I read books on creativity all the time. I’m not sure if it’s because I, somehow, want to be assured that I’m creative, or whether I want to understand what goes on in that process. Either way, one thing that comes up time and again, is the admonition not to rely on inspiration. In fact talent and inspiration are two terms that almost everyone disses.

I understand it to an extent. Talents aren’t share equally among everyone, and we don’t want to make anyone feel bad because they were born with a little less of a particular talent than someone else. And there is in the creative community this idea that the talented rely only on their talent and don’t work hard. That’s wrong I think, but I’m going to leave that for another time.

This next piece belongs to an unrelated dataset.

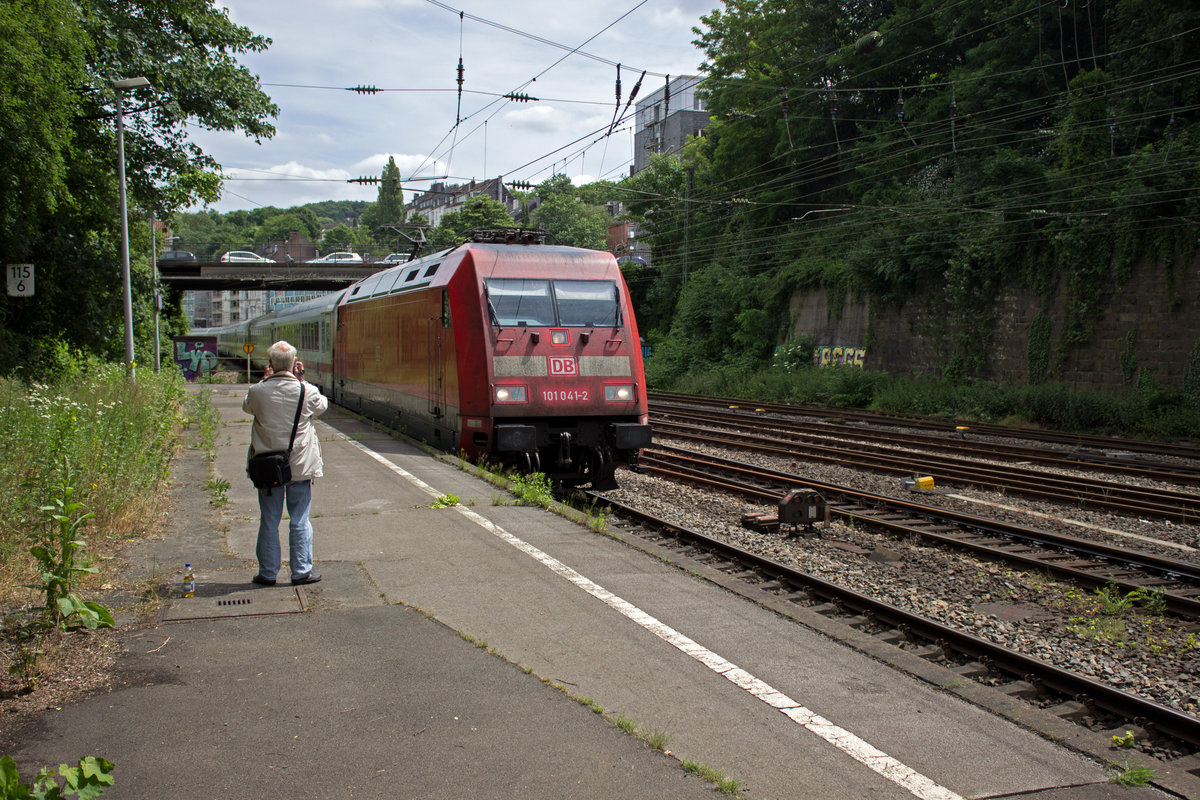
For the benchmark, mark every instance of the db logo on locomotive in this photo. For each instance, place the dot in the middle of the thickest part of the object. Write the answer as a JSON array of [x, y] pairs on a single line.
[[563, 366]]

Another thing that books on creativity disparage is inspiration. I’m not saying you should sit on your duff and wait for inspiration before you attempt your creative project, but for heaven sakes if it comes along grab it with both hands and enjoy the blessing.

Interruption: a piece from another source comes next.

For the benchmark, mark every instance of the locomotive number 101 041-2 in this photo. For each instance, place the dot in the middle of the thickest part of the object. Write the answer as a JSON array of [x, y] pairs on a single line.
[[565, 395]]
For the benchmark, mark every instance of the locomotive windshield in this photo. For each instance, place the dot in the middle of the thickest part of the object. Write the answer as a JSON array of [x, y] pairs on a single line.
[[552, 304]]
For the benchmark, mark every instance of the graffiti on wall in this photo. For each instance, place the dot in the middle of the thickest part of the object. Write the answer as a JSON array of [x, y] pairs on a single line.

In my last post I noted that I’d finally painted something I didn’t hate. I made a tiny beginning. Then a day later I had the opportunity to visit Lorenzo Dupuis’s studio. What a wonder! I still feel all melty inside when I think about his luminous work, and I was/am inspired. For months and months I’ve been feeling as though I’m repeating myself or taken what wasn’t mine from others. Now, there is a path, a way to learn, a voice to find and I’m going to follow that inspiration. And surprise, surprise there are hints that I’ve been moving in this direction for some time. Yes, I’m worried that my work will look too much like Lorenzo’s, and guess what, he worries that his work looks too much like someone else’s. Creativity is a funny circular thing. Accept your talent, your inspirations and make something of it!